AI made the “how” cheap. At Mergify, our output per engineer almost doubled in two years. That means the difference is entirely in the “what.” Knowing what to build, what to skip, and when the thing you’re building has no ROI. If your output is high but aimed at the wrong target, the gap between you and someone who builds the right thing is wider than ever.
Waste also shows up faster. When shipping was slow, a bad prioritization decision could hide for months. Now you build, ship, and get user feedback in the same week. Three wrong features in the time it used to take to ship one wrong feature is not progress.
The engineers who get this are the ones who ask “should we build this?” before “how do we build this?” That was always the right instinct. Now it’s the only one that matters.
Collaboration: the 100x multiplier
This is where the biggest shift happened.
My original post quoted: “If you want to go fast, go alone. If you want to go far, go together.” I was talking about teammates. In 2026, “together” includes AI agents.
Managing AI agents is a communication skill. You have to write clear briefs. You have to decompose problems into pieces an agent can execute. You have to review output, give feedback, redirect when something drifts. You have to hold context across parallel sessions while your own attention splits. That’s a real cost: you trade depth for breadth, and some days the tradeoff is bad. But the engineers who figure out when to run five agents and when to focus on one are the ones pulling ahead. That’s not a prompting trick. That’s the same skill set you need to lead a team of humans.

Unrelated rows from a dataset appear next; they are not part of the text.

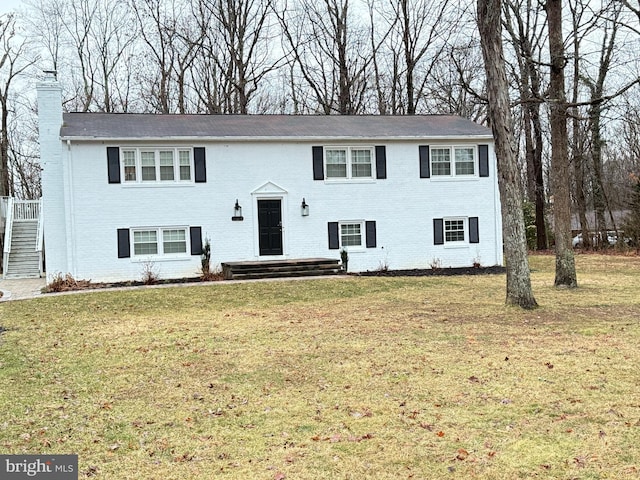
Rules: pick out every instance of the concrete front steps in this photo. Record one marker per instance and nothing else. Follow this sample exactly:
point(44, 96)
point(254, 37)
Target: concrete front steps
point(303, 267)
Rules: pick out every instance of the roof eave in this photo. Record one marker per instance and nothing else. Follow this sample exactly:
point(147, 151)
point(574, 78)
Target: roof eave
point(315, 138)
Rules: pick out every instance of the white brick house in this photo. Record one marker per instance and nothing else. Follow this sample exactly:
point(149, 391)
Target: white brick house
point(122, 190)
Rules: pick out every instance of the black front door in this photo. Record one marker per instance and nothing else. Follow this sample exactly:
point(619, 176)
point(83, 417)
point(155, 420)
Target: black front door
point(270, 227)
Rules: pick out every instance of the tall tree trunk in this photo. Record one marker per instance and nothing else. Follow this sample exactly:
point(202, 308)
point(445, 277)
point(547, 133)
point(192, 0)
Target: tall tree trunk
point(515, 245)
point(577, 146)
point(565, 261)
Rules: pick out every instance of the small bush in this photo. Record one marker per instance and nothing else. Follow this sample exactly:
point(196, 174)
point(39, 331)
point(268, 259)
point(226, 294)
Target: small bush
point(150, 274)
point(65, 283)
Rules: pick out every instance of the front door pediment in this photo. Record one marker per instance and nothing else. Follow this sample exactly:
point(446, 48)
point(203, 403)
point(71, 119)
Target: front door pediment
point(269, 188)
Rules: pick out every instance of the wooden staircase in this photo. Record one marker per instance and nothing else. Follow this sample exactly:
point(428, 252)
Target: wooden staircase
point(22, 256)
point(304, 267)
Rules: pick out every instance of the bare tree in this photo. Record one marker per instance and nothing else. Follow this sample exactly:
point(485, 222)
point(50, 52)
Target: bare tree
point(240, 34)
point(515, 246)
point(330, 51)
point(560, 179)
point(13, 62)
point(522, 24)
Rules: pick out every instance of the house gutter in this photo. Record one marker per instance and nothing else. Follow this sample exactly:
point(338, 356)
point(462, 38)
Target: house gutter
point(296, 139)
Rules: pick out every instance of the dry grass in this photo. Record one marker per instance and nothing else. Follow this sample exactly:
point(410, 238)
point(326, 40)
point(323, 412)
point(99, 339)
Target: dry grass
point(355, 378)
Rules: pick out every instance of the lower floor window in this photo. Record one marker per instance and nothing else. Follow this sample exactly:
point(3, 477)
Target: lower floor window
point(454, 230)
point(351, 234)
point(159, 241)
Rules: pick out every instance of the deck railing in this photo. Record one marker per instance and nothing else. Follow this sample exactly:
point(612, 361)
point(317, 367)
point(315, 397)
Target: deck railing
point(24, 210)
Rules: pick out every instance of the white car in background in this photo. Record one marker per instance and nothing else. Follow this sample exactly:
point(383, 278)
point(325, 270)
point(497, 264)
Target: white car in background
point(612, 238)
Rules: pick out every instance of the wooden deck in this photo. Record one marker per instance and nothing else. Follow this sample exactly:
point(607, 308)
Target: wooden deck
point(301, 267)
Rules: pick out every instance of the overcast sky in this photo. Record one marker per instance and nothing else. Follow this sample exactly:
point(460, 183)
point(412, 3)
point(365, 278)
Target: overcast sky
point(7, 6)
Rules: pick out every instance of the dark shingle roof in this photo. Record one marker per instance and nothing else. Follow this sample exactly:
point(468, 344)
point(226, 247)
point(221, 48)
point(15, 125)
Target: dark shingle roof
point(132, 126)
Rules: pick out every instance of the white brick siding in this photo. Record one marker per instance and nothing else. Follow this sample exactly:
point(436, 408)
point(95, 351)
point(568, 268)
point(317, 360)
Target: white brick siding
point(403, 206)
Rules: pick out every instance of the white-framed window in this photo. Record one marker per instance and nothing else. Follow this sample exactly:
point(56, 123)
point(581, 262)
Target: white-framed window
point(348, 162)
point(159, 241)
point(455, 230)
point(351, 234)
point(157, 165)
point(453, 161)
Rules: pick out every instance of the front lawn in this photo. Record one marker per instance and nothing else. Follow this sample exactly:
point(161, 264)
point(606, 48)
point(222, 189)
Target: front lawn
point(363, 377)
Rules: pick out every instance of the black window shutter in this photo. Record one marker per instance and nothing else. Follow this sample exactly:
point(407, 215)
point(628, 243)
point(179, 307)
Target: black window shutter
point(196, 240)
point(200, 164)
point(424, 161)
point(124, 249)
point(334, 240)
point(113, 164)
point(474, 236)
point(438, 231)
point(381, 161)
point(370, 228)
point(318, 163)
point(483, 156)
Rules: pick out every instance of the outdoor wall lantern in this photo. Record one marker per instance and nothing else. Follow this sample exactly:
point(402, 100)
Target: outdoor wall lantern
point(304, 208)
point(237, 212)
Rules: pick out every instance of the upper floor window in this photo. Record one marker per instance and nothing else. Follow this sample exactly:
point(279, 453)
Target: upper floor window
point(348, 162)
point(453, 161)
point(151, 165)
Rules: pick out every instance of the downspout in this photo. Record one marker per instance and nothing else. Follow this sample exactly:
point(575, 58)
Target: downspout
point(7, 236)
point(68, 200)
point(497, 209)
point(40, 237)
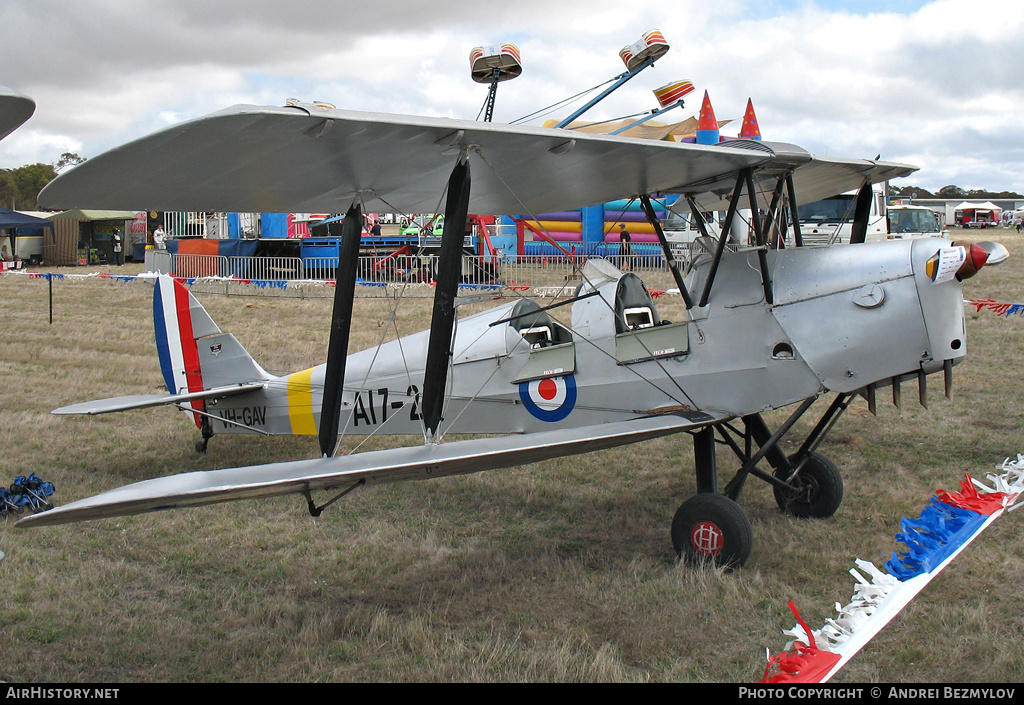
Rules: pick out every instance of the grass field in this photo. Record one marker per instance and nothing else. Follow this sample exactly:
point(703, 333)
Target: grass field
point(557, 572)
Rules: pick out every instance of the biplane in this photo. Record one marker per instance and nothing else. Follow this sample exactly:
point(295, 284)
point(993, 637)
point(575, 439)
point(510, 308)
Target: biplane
point(764, 328)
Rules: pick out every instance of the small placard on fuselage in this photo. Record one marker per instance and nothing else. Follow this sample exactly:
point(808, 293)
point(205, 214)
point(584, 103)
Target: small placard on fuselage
point(651, 343)
point(553, 361)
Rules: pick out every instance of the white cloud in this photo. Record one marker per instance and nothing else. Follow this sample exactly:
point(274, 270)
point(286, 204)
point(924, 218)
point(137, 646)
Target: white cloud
point(937, 86)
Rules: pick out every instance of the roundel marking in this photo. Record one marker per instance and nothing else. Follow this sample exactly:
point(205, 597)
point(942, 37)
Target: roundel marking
point(551, 399)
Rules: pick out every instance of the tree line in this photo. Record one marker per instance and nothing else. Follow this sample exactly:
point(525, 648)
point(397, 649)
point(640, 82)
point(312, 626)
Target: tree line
point(18, 188)
point(953, 192)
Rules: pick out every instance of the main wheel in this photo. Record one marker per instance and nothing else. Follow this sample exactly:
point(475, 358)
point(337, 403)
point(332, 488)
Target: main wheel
point(711, 528)
point(819, 489)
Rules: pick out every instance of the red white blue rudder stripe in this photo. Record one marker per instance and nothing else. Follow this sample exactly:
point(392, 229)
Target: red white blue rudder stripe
point(178, 320)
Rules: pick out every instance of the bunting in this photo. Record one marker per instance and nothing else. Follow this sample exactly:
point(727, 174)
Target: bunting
point(946, 526)
point(997, 307)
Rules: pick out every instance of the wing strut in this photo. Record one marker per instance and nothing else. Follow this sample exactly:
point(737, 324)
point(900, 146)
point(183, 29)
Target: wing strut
point(442, 320)
point(666, 250)
point(341, 324)
point(798, 237)
point(861, 214)
point(726, 226)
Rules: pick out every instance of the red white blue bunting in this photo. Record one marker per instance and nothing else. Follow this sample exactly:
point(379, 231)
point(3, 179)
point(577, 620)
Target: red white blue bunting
point(997, 307)
point(945, 528)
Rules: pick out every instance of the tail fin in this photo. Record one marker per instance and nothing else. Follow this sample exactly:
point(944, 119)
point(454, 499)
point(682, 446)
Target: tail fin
point(195, 355)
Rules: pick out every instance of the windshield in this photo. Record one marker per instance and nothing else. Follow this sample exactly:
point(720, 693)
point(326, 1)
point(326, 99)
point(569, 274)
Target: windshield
point(912, 221)
point(837, 209)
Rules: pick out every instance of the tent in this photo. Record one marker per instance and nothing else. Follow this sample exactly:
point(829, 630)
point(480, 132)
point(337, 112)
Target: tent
point(11, 220)
point(964, 208)
point(14, 110)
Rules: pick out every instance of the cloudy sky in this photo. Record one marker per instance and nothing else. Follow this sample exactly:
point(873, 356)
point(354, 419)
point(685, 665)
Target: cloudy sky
point(937, 84)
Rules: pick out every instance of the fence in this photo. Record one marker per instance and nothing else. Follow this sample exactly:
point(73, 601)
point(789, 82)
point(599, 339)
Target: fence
point(539, 276)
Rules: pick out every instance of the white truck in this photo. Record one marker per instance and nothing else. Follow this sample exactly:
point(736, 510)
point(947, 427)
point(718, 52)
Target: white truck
point(829, 221)
point(913, 221)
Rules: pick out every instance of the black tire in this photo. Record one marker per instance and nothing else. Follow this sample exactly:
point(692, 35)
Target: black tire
point(819, 490)
point(711, 528)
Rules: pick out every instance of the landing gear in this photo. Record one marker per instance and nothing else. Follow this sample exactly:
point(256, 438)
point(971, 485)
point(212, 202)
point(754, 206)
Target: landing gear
point(816, 491)
point(712, 529)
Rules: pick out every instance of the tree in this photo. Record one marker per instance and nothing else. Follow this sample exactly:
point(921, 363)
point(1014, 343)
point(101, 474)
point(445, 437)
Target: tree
point(8, 193)
point(910, 192)
point(25, 182)
point(951, 192)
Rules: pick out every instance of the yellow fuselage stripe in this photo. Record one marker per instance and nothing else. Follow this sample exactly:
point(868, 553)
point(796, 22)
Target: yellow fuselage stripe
point(300, 403)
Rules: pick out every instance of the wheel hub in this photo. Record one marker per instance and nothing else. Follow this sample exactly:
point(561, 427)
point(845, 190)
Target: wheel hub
point(707, 539)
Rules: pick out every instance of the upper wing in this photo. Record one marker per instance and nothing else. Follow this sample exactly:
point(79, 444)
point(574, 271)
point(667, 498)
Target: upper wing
point(305, 158)
point(394, 464)
point(813, 177)
point(14, 110)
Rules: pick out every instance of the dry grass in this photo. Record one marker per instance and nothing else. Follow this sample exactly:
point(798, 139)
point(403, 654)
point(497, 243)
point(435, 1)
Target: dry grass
point(557, 572)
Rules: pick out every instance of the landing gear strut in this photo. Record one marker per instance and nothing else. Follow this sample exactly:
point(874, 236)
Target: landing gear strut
point(712, 527)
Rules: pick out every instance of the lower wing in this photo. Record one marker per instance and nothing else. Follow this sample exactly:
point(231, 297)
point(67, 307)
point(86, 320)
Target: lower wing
point(395, 464)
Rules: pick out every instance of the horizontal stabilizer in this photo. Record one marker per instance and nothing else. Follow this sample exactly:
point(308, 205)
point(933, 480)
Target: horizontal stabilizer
point(107, 406)
point(395, 464)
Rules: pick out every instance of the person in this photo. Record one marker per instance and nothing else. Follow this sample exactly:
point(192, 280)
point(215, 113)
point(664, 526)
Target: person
point(159, 237)
point(625, 249)
point(118, 259)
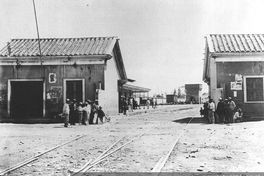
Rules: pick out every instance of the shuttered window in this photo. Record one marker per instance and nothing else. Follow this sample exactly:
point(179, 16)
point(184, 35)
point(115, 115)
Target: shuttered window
point(254, 89)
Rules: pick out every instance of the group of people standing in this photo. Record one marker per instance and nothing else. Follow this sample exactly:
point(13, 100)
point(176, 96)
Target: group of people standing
point(82, 113)
point(226, 111)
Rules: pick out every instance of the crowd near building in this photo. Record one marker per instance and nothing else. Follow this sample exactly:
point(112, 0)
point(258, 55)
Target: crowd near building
point(38, 76)
point(234, 67)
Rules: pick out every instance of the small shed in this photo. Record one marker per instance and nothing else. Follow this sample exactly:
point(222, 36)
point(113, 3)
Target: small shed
point(35, 85)
point(234, 67)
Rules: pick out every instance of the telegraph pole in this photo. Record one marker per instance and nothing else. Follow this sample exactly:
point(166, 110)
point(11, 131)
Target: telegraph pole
point(36, 20)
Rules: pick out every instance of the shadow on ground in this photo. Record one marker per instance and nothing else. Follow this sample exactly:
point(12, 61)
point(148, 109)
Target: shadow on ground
point(194, 120)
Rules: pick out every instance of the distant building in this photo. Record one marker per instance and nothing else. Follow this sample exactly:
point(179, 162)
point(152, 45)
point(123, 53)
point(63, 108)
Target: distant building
point(34, 87)
point(234, 67)
point(171, 98)
point(193, 93)
point(160, 99)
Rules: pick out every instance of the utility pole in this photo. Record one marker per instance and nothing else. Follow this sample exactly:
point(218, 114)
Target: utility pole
point(40, 53)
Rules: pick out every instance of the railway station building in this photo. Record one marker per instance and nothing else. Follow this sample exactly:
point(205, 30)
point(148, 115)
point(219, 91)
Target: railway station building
point(234, 67)
point(34, 86)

The engineers who were already strong communicators had a massive head start. Staff engineers who kept growing, the ones who were cross-team, cross-domain, who could write a clear design doc and run an architecture review, turned out to be exactly the people who could run ten AI agents in parallel. Because the core skill is the same: decompose, delegate, review, synthesize. (The ones who stopped growing at the wrong layer didn’t fare as well.)
Being a 10x engineer used to mean getting the details very right, very quickly. Being a 100x engineer means doing that across ten agents. Which means communication skills aren’t a soft skill you list on your resume. They’re the actual multiplier.
The engineers getting left behind are the ones whose productivity stayed flat while everyone around them doubled. Some lack the decomposition skill: they can’t break a problem into pieces an agent can execute. Others resist the workflow entirely. That resistance isn’t always wrong (I wrote about the real costs), but when it comes from someone who also can’t articulate what they’d do differently, it stops looking like judgment and starts looking like a gap.
The new baseline
Two years ago, I framed “great engineer” as the intersection of tech, business, and collaboration, with tech as the entry bar. Today, AI gave everyone the output floor for free. Any engineer can produce working code. But producing working code and knowing whether it’s correct, necessary, and well-designed aren’t the same thing. The judgment floor is still earned.
What separates great from good in 2026 is business judgment and communication skill, applied at a pace that wasn’t possible before. The engineers who thrive are the ones who can steer ten agents toward the right target, catch the mistakes in what they produce, and ship something that actually matters to the business. Every day.
The three aspects haven’t changed. But you used to be able to hide a weak one behind strong technical output. AI took that cover away.